En algún lugar en medio de esa heterogénea humanidad, Turner se dedicaba a su obra, el gran Turner cuyos pensamientos eran amarillos y rojos vórtices de fuego; un artista que era todo lo que sería Bush: consumidor de sí mismo y de su época. Pero mucho más, también. En algún lugar de allí, Turner, en su alcohólica vejez —era el año de su muerte—, se interesaría en nuevas técnicas tan traicioneras como la fotografía y, si visitaba la Gran Exposición, sin duda que sonreiría ante la amazona y su caballo de cinc.
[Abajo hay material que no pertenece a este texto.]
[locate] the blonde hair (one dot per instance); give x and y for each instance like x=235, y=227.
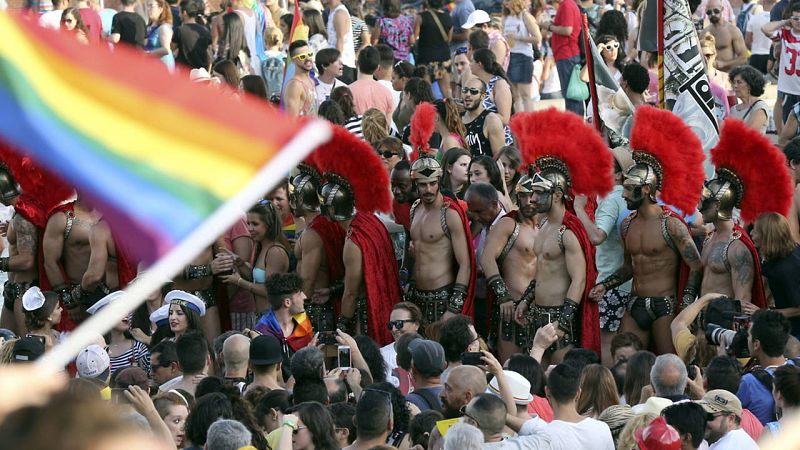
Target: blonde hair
x=775, y=236
x=374, y=126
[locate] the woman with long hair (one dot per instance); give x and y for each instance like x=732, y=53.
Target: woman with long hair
x=41, y=319
x=781, y=262
x=498, y=89
x=71, y=21
x=395, y=30
x=449, y=125
x=637, y=375
x=598, y=391
x=159, y=32
x=272, y=249
x=522, y=33
x=455, y=170
x=233, y=45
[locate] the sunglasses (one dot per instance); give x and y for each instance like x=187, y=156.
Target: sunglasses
x=303, y=56
x=397, y=324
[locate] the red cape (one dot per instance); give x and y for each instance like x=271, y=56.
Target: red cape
x=332, y=236
x=757, y=295
x=380, y=272
x=589, y=309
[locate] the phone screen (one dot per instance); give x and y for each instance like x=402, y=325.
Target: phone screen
x=344, y=357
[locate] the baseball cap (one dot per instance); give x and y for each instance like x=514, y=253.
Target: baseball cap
x=265, y=350
x=92, y=361
x=476, y=17
x=427, y=356
x=520, y=387
x=720, y=400
x=658, y=436
x=27, y=349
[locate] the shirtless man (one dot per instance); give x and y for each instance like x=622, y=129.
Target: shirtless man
x=20, y=264
x=731, y=49
x=67, y=252
x=442, y=263
x=318, y=249
x=300, y=95
x=655, y=239
x=509, y=264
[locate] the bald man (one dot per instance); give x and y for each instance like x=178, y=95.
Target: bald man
x=236, y=354
x=462, y=384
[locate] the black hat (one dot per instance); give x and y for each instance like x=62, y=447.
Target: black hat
x=265, y=350
x=27, y=349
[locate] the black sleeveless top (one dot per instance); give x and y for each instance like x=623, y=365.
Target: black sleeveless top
x=476, y=139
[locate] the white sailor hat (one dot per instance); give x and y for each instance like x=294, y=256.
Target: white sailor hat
x=160, y=317
x=192, y=302
x=100, y=304
x=33, y=299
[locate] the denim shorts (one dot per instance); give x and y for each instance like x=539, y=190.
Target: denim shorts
x=520, y=68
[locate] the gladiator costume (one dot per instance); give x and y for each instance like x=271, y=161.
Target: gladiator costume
x=570, y=157
x=357, y=185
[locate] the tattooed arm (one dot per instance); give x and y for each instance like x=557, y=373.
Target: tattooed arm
x=25, y=259
x=742, y=271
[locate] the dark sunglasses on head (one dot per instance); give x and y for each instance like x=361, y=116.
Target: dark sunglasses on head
x=397, y=324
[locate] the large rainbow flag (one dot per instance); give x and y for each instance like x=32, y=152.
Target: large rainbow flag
x=154, y=152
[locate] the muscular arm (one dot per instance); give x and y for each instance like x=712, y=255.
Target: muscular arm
x=576, y=266
x=25, y=259
x=311, y=260
x=53, y=248
x=353, y=276
x=98, y=242
x=742, y=271
x=460, y=246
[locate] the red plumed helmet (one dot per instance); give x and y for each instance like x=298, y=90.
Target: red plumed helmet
x=566, y=137
x=354, y=160
x=422, y=125
x=755, y=168
x=661, y=140
x=658, y=436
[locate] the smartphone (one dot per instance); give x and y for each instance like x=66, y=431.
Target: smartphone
x=344, y=356
x=472, y=358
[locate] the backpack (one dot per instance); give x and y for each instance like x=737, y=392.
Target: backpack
x=272, y=69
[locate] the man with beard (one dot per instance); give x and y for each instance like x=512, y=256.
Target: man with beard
x=731, y=49
x=571, y=159
x=300, y=95
x=318, y=249
x=485, y=131
x=731, y=264
x=404, y=194
x=509, y=264
x=660, y=255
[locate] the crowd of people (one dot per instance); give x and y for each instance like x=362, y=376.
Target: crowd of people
x=457, y=268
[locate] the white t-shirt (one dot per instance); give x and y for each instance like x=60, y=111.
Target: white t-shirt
x=761, y=42
x=735, y=440
x=348, y=51
x=586, y=434
x=789, y=75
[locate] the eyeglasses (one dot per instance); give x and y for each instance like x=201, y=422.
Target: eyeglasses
x=464, y=413
x=303, y=56
x=397, y=324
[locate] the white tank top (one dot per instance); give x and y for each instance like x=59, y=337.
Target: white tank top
x=348, y=51
x=515, y=25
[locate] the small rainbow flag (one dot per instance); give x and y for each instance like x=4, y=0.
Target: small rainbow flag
x=155, y=152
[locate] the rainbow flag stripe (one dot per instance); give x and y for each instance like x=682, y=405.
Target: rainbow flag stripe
x=153, y=151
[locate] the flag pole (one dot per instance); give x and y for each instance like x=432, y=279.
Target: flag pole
x=590, y=66
x=309, y=137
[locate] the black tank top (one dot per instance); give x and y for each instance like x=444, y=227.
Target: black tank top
x=476, y=139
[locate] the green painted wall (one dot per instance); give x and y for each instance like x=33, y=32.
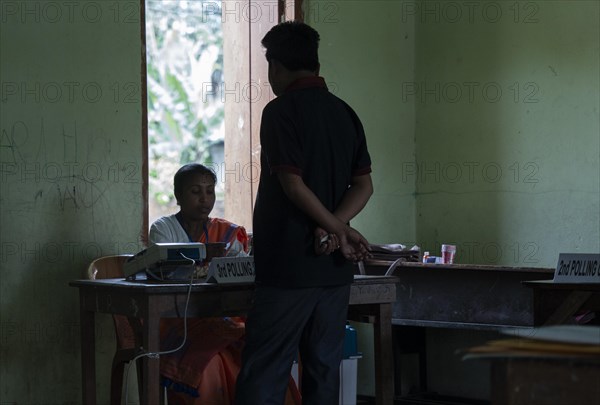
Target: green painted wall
x=70, y=185
x=511, y=177
x=507, y=129
x=482, y=121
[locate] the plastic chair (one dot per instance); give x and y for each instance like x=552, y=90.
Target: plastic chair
x=127, y=330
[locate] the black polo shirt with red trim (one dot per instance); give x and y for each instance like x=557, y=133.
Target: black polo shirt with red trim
x=309, y=132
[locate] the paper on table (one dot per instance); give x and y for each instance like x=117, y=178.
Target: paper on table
x=576, y=334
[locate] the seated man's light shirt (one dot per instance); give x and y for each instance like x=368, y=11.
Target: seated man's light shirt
x=168, y=230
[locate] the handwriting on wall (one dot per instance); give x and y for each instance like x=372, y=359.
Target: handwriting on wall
x=62, y=163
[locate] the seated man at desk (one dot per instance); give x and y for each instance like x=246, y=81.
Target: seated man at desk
x=204, y=371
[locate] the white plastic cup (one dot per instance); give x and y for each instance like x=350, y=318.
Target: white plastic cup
x=448, y=253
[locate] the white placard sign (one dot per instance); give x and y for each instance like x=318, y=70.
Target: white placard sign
x=577, y=268
x=229, y=270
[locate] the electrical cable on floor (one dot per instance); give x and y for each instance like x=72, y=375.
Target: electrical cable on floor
x=156, y=355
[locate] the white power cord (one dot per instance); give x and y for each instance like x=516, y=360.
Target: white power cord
x=156, y=355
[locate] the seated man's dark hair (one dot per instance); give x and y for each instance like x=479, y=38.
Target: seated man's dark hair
x=186, y=171
x=293, y=44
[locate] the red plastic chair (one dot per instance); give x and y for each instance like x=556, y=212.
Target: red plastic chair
x=127, y=330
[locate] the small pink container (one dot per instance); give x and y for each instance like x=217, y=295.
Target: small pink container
x=448, y=253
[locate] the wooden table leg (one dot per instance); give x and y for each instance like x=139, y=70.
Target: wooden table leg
x=568, y=308
x=384, y=358
x=88, y=352
x=151, y=365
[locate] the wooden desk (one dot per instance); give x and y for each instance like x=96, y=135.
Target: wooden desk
x=370, y=295
x=465, y=296
x=455, y=296
x=557, y=303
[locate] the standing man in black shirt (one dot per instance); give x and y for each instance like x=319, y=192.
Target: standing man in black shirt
x=315, y=177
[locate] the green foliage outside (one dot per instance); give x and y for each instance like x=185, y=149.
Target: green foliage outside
x=184, y=43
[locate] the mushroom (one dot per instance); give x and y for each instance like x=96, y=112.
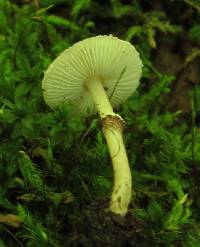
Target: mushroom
x=95, y=75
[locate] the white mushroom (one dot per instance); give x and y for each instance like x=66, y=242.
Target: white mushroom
x=95, y=75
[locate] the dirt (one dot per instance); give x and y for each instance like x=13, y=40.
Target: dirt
x=98, y=227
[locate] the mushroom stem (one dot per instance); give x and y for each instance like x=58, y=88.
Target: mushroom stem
x=112, y=130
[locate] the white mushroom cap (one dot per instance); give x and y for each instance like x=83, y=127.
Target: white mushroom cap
x=115, y=62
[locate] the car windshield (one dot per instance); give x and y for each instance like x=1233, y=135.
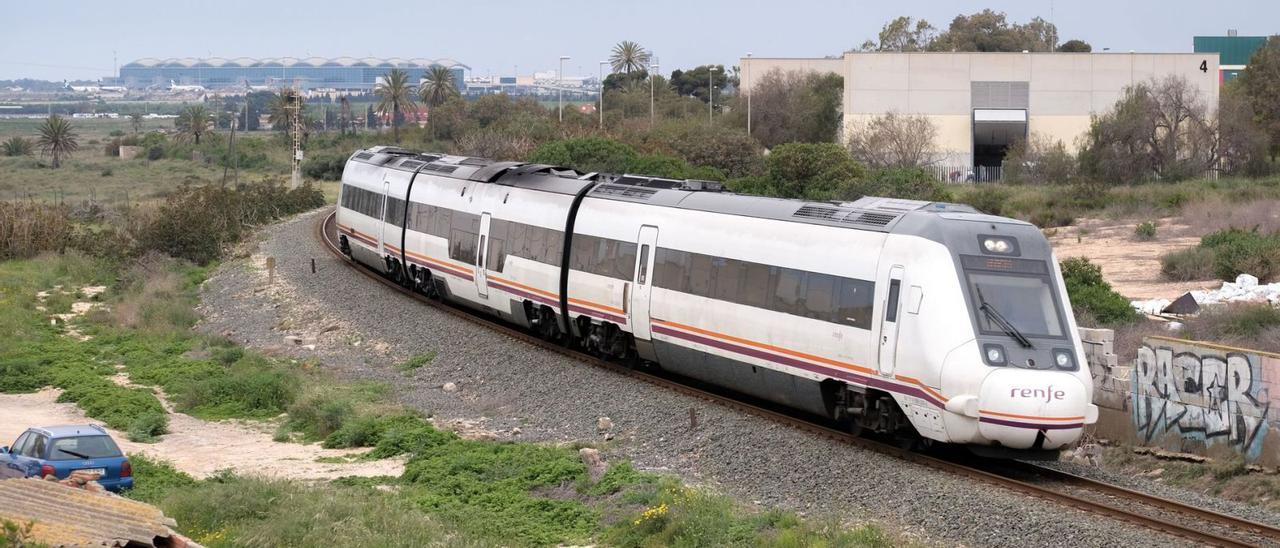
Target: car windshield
x=83, y=447
x=1025, y=301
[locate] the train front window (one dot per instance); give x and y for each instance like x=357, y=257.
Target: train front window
x=1025, y=301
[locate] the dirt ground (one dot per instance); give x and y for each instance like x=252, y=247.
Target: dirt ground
x=200, y=447
x=1130, y=265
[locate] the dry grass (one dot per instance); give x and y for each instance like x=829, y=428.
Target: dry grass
x=1216, y=213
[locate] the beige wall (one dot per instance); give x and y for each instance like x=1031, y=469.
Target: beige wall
x=1065, y=90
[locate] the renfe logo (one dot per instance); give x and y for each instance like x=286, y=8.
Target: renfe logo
x=1046, y=393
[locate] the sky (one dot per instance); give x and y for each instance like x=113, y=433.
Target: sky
x=499, y=36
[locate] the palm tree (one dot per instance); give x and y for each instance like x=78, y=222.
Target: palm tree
x=193, y=122
x=627, y=56
x=279, y=112
x=394, y=96
x=17, y=146
x=56, y=138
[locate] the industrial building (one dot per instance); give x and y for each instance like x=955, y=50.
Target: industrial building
x=1234, y=51
x=341, y=73
x=983, y=101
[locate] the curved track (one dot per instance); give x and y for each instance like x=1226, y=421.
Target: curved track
x=1189, y=523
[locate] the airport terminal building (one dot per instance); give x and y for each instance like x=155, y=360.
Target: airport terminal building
x=983, y=101
x=341, y=73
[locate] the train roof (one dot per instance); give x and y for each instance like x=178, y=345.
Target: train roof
x=876, y=214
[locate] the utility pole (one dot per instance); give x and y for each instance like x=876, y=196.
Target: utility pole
x=296, y=108
x=560, y=87
x=711, y=92
x=602, y=94
x=748, y=94
x=653, y=73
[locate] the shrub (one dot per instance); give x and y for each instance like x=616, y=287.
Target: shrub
x=589, y=154
x=1189, y=264
x=1091, y=295
x=987, y=199
x=146, y=428
x=1144, y=231
x=324, y=167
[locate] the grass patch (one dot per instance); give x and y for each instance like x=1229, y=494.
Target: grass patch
x=416, y=361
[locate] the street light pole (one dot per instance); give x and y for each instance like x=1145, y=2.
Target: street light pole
x=602, y=94
x=653, y=71
x=711, y=94
x=560, y=87
x=748, y=94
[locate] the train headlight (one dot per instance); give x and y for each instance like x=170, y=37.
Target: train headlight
x=1064, y=359
x=997, y=245
x=995, y=355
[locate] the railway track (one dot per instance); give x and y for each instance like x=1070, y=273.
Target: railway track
x=1171, y=517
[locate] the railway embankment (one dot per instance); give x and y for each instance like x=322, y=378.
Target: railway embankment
x=513, y=391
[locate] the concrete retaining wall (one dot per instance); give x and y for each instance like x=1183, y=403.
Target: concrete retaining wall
x=1187, y=396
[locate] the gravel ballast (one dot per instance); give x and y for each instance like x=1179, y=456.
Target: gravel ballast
x=360, y=329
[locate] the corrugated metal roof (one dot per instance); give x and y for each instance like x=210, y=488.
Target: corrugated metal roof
x=67, y=516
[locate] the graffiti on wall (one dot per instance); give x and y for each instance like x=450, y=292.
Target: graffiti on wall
x=1203, y=394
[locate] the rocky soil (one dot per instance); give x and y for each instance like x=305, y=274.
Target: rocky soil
x=360, y=329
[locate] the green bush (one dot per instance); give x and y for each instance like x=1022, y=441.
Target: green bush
x=588, y=154
x=987, y=199
x=324, y=167
x=1091, y=295
x=1144, y=231
x=1189, y=264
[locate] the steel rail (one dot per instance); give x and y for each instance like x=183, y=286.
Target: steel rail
x=327, y=233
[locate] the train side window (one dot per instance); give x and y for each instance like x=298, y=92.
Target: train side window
x=625, y=261
x=818, y=296
x=891, y=306
x=727, y=279
x=644, y=261
x=700, y=274
x=786, y=296
x=671, y=270
x=755, y=286
x=854, y=302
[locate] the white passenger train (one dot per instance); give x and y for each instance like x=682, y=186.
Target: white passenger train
x=901, y=316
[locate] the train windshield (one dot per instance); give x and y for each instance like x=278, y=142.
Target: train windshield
x=1018, y=292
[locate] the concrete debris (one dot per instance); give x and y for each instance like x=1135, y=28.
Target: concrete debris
x=1246, y=288
x=594, y=462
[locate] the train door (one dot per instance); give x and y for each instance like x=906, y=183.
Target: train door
x=890, y=320
x=383, y=231
x=483, y=257
x=647, y=247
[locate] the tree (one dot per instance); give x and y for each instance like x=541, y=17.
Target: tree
x=812, y=170
x=17, y=146
x=895, y=141
x=58, y=138
x=1038, y=160
x=693, y=82
x=193, y=122
x=1074, y=46
x=394, y=96
x=792, y=106
x=629, y=56
x=438, y=86
x=279, y=110
x=991, y=31
x=903, y=35
x=1159, y=129
x=1261, y=85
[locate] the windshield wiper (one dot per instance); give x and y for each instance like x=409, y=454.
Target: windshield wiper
x=74, y=453
x=1000, y=320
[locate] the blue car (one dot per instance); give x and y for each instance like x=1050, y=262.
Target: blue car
x=63, y=450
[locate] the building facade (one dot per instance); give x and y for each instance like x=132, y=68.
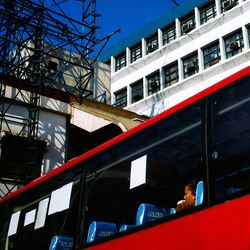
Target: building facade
x=183, y=52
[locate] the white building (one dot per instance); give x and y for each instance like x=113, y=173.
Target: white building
x=181, y=53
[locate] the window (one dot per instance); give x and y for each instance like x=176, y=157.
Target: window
x=137, y=91
x=230, y=138
x=190, y=65
x=211, y=54
x=171, y=152
x=234, y=44
x=136, y=53
x=171, y=74
x=153, y=83
x=42, y=215
x=228, y=4
x=169, y=34
x=120, y=62
x=188, y=24
x=152, y=44
x=121, y=98
x=248, y=31
x=208, y=12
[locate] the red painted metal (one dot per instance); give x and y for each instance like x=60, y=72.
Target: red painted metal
x=222, y=227
x=75, y=161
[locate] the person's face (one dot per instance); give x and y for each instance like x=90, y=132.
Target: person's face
x=189, y=197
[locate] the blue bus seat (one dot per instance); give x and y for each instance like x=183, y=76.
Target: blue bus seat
x=125, y=227
x=172, y=210
x=149, y=212
x=199, y=193
x=61, y=243
x=99, y=229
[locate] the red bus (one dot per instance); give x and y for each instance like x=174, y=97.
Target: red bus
x=121, y=194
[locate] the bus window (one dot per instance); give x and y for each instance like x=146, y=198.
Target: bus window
x=230, y=119
x=168, y=155
x=41, y=214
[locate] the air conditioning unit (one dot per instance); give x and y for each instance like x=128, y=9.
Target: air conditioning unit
x=191, y=66
x=234, y=45
x=151, y=47
x=186, y=27
x=229, y=4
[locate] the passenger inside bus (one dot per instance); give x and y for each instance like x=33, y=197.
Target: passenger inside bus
x=189, y=196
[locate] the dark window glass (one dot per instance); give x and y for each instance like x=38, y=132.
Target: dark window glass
x=136, y=53
x=234, y=44
x=230, y=128
x=169, y=34
x=152, y=44
x=187, y=24
x=172, y=154
x=171, y=74
x=211, y=54
x=153, y=83
x=190, y=65
x=248, y=31
x=208, y=12
x=120, y=62
x=121, y=98
x=137, y=91
x=228, y=4
x=42, y=216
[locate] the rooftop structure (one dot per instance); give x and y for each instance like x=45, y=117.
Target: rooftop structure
x=181, y=53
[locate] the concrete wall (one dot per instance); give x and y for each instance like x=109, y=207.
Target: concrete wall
x=216, y=29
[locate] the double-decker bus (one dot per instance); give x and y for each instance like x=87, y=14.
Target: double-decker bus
x=122, y=194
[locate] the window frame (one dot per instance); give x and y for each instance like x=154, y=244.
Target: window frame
x=134, y=92
x=190, y=64
x=204, y=16
x=211, y=57
x=169, y=71
x=154, y=77
x=121, y=98
x=234, y=43
x=120, y=62
x=169, y=34
x=135, y=53
x=152, y=44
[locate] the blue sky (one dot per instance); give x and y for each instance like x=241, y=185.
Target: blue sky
x=130, y=15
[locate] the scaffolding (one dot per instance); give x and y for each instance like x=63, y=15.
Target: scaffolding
x=41, y=46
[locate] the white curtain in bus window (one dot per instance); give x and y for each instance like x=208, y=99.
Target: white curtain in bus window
x=138, y=172
x=30, y=217
x=41, y=213
x=13, y=223
x=60, y=199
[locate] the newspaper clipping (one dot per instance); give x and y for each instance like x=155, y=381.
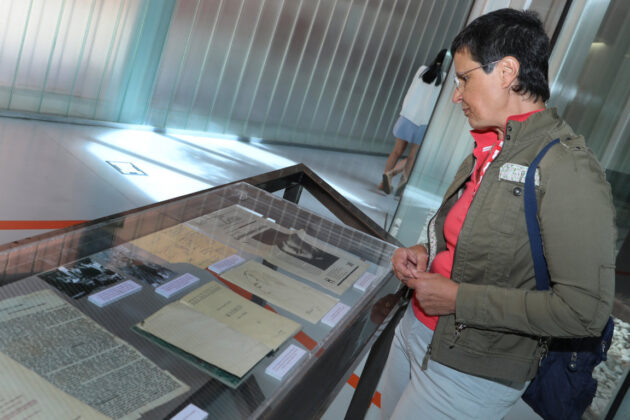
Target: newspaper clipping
x=44, y=333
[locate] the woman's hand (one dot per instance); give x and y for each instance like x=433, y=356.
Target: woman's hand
x=407, y=263
x=435, y=293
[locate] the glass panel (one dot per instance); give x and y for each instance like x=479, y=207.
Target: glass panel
x=211, y=261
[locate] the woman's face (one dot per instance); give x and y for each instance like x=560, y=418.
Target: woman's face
x=480, y=94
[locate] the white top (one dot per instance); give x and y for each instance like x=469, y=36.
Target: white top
x=420, y=99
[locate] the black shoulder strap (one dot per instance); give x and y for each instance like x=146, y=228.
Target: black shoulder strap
x=533, y=228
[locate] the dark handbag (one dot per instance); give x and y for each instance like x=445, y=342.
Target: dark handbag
x=564, y=386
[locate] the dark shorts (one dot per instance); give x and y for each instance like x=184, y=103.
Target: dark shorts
x=408, y=131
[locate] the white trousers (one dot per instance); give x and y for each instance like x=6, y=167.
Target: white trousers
x=440, y=392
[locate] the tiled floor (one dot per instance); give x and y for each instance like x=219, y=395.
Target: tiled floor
x=55, y=171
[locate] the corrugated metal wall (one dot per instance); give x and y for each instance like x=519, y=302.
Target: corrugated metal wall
x=328, y=73
x=65, y=57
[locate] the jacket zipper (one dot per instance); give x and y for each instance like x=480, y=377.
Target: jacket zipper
x=458, y=332
x=425, y=360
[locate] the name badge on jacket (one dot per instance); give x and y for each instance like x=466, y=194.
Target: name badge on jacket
x=516, y=173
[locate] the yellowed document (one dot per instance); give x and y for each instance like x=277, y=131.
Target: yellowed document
x=24, y=394
x=181, y=244
x=241, y=314
x=281, y=290
x=205, y=338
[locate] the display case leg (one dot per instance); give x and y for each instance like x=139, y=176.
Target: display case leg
x=293, y=193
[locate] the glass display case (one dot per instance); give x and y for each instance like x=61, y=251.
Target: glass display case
x=232, y=300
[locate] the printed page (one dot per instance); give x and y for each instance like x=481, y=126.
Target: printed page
x=26, y=395
x=205, y=337
x=292, y=250
x=241, y=314
x=46, y=334
x=181, y=244
x=280, y=290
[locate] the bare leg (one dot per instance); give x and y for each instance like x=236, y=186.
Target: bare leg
x=411, y=158
x=393, y=166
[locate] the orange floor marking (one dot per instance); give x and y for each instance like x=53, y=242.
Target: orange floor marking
x=354, y=381
x=37, y=224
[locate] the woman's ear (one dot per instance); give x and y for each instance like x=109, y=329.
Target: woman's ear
x=509, y=67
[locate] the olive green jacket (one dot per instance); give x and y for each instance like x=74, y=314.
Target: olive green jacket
x=499, y=314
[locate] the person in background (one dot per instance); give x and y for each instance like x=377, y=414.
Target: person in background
x=412, y=122
x=468, y=345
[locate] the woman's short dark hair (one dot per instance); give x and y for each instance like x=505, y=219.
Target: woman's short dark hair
x=509, y=32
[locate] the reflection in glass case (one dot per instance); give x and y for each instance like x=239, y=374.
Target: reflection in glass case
x=231, y=299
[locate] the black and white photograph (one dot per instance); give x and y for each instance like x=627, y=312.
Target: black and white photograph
x=81, y=278
x=136, y=267
x=293, y=245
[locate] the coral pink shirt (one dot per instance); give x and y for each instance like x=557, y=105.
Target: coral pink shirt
x=487, y=147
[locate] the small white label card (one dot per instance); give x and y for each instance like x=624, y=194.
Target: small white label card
x=114, y=293
x=226, y=263
x=364, y=281
x=335, y=314
x=191, y=412
x=170, y=288
x=285, y=361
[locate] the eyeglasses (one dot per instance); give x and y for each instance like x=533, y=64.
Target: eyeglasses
x=460, y=79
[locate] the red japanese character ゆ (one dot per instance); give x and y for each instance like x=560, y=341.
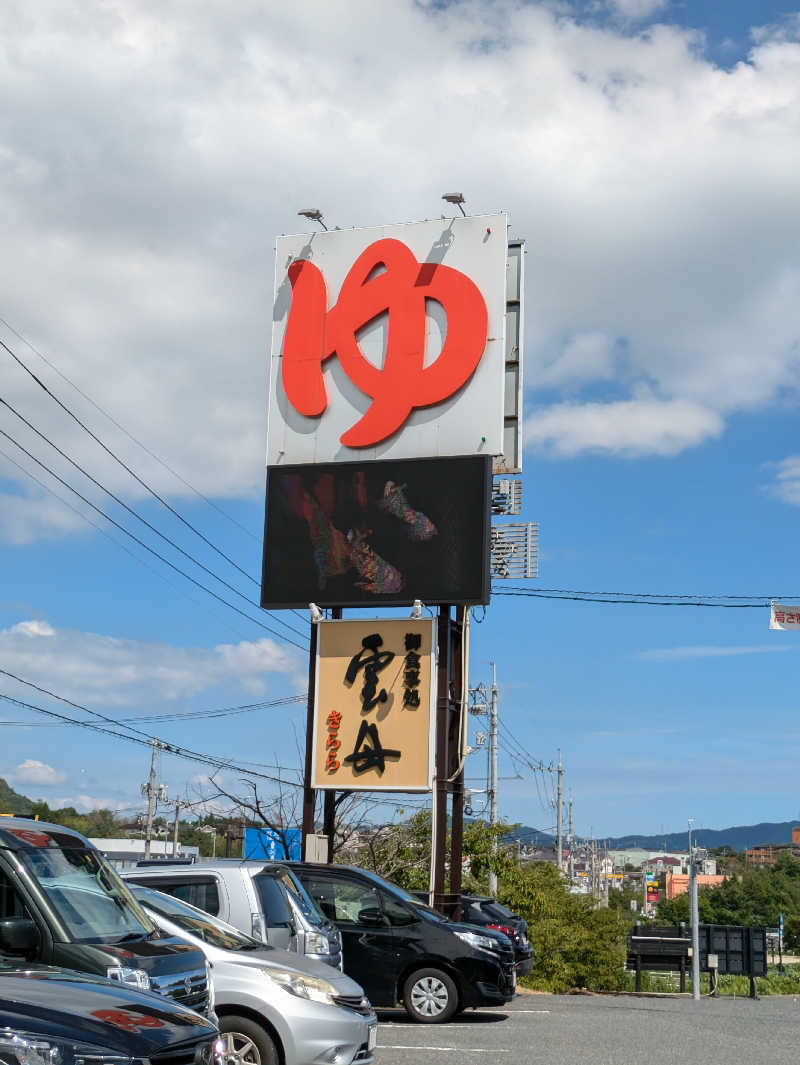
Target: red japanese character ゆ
x=404, y=382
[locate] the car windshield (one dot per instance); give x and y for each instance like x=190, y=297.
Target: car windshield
x=496, y=910
x=301, y=899
x=84, y=893
x=211, y=930
x=401, y=893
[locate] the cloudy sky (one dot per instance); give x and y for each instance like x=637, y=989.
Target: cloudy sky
x=648, y=150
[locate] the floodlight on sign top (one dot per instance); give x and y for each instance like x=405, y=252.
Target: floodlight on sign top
x=314, y=214
x=456, y=198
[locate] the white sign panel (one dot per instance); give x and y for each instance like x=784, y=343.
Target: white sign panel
x=784, y=617
x=389, y=343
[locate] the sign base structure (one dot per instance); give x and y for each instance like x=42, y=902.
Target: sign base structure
x=362, y=677
x=355, y=534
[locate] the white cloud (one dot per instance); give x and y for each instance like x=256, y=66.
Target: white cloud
x=586, y=357
x=149, y=156
x=676, y=654
x=629, y=428
x=32, y=628
x=85, y=803
x=96, y=669
x=786, y=485
x=32, y=771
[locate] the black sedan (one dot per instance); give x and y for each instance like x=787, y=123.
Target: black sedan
x=51, y=1015
x=490, y=914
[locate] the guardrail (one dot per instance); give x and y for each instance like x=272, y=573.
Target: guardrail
x=738, y=949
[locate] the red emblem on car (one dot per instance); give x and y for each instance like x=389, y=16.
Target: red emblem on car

Bush hizo un paréntesis en sus pensamientos. Se prometió a sí mismo que un día se convertiría totalmente en un artista… Pero antes tenía que quitar de su camino unas cuantas necesidades históricas.
Por el momento sus sentidos estaban alerta ante el peligro. A medida que se acercaba al palacio observaba por si descubría la presencia de alguien de su propio tiempo; sabía que sería distinguible incluso a distancia, por su aspecto algo más oscuro y polvoriento, como si fueran ellos antes que la escena que los rodeaba los carentes del grado de realidad suficiente.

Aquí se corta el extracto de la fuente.